Jack serra les lèvres et se redressa alors malgré la douleur de son flanc.

— Regardez-moi...  Lizie, regardez-moi.

La jeune femme obéit et Jack pencha la tête.

— Je vous aime, Elizabeth Swann, je vous aime et je vous défend de comparer ça avec ce que j'éprouvais pour Saramine. Elle est morte il y a dix ans et... et même si elle me hante encore, je ne crois pas que vous seriez là si je l'aimais encore autant qu'avant.

Elizabeth passa sa langue sur ses lèvres. Elle se mordit la lèvre et regarda ailleurs. Elle renifla alors puis sourit.

— Même James n'est pas capable de faire de telles déclarations, dit-elle avec un léger rire.

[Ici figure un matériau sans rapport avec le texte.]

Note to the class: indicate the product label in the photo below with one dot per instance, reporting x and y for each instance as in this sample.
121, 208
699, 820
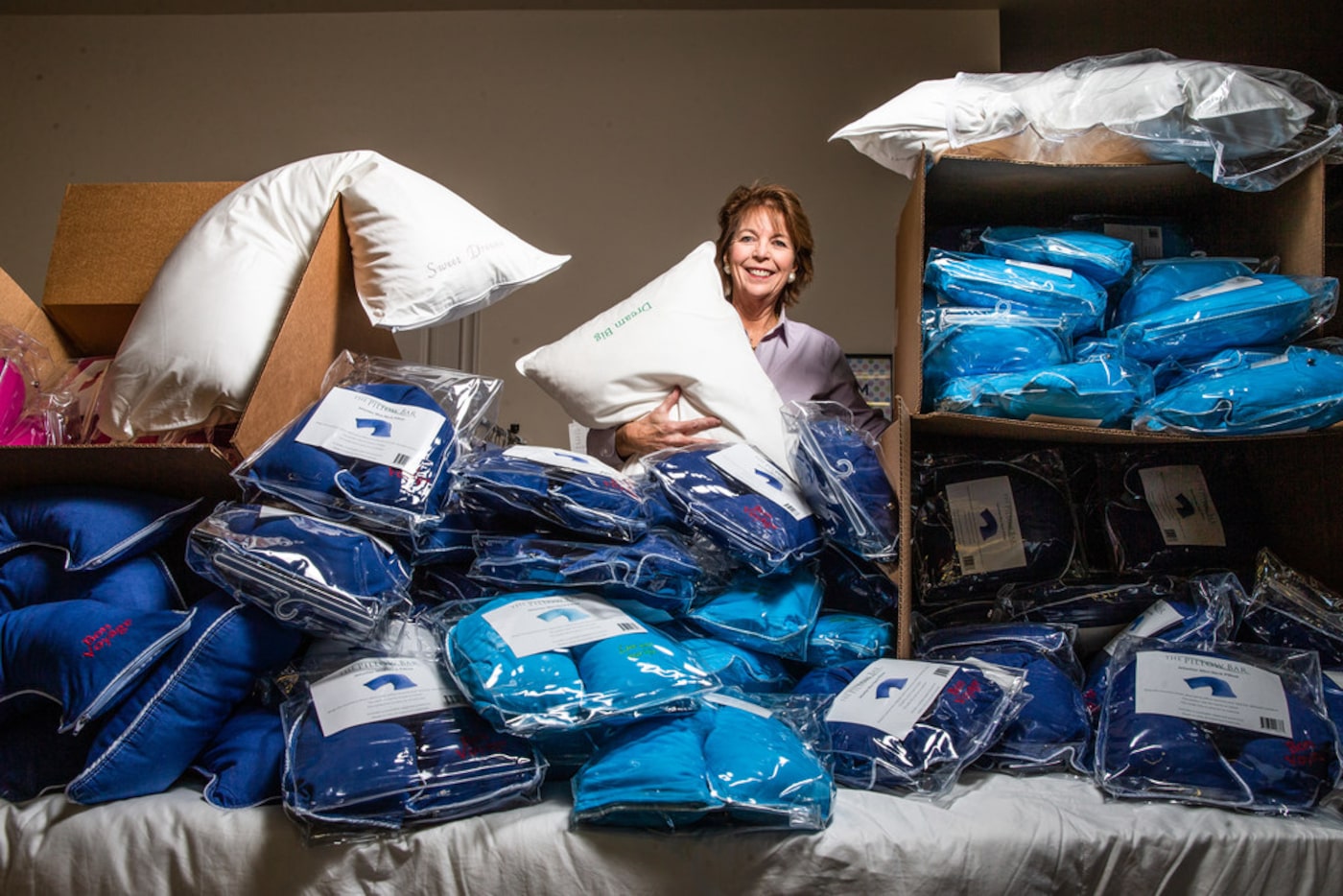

Jack eut un sourire en biais.

— Lui qui est si bien élevé... ?

Elizabeth hocha la tête et perdit son sourire.

— Quand j'y repense, il ne m'a jamais vraiment dit qu'il m'aimait, dit-elle.
— Ah non ? Hm... Étrange quand même.
— Pas tant que ça, soupira Elizabeth. Nous ne sommes pas conditionnés, dans la haute bourgeoisie pour parler de nos sentiments. Cela doit rester dans la sphère privée, et encore, parfois rien n'est jamais dit, ni d'un côté, ni de l'autre....
— Vous devez sacrément vous ennuyer, alors, si vous ne vous dites même pas que vous tenez les uns aux autres...

Elizabeth esquissa un sourire.

— C'est la douleur d'être riche... dit-elle. Il faut paraître lisse et parfait en toute occasion, même à un enterrement...
— Votre mère ?

Elizabeth hocha la tête.

— J'avais huit ans quand elle est morte, et pendant tout le service, on m'a interdit de sangloter, de renifler, même dans mon mouchoir... Je n'ai pu pleurer librement qu'une fois de retour à la maison, après avoir salué tous les invités, et avoir demandé l'autorisation de me retirer.

Jack fronça les sourcils.

— Vous avez le droit de pleurer devant nous, ici... dit-il. Rire à gorge déployée, jurer vos grands dieux, bref, tout ce que vous avez envie.

Elizabeth sourit et Jack serra sa main sur la sienne. Il fronça ensuite les sourcils et la jeune femme l'obligea à se rallonger.

— Reposez-vous... dit-elle. Votre blessure s'infecte et je n'ai pas les capacités pour vous soigner efficacement...

Jack esquissa un sourire douloureux.

— Vous savez, si jamais vous vous ennuyez encore... Nous n'avons pas de médecin à bord...
— Vous voudriez que je devienne médecin ? Jack...
— Et quoi ? C'est une occupation comme une autre et des pirates médecins, on n'en trouve pas beaucoup, et encore moins des femmes...

Elizabeth haussa un sourcil puis indiqua au pirate qu'elle reviendrait plus tard avec son dîner. Jack acquiesça et la jeune femme s'en alla, silencieuse.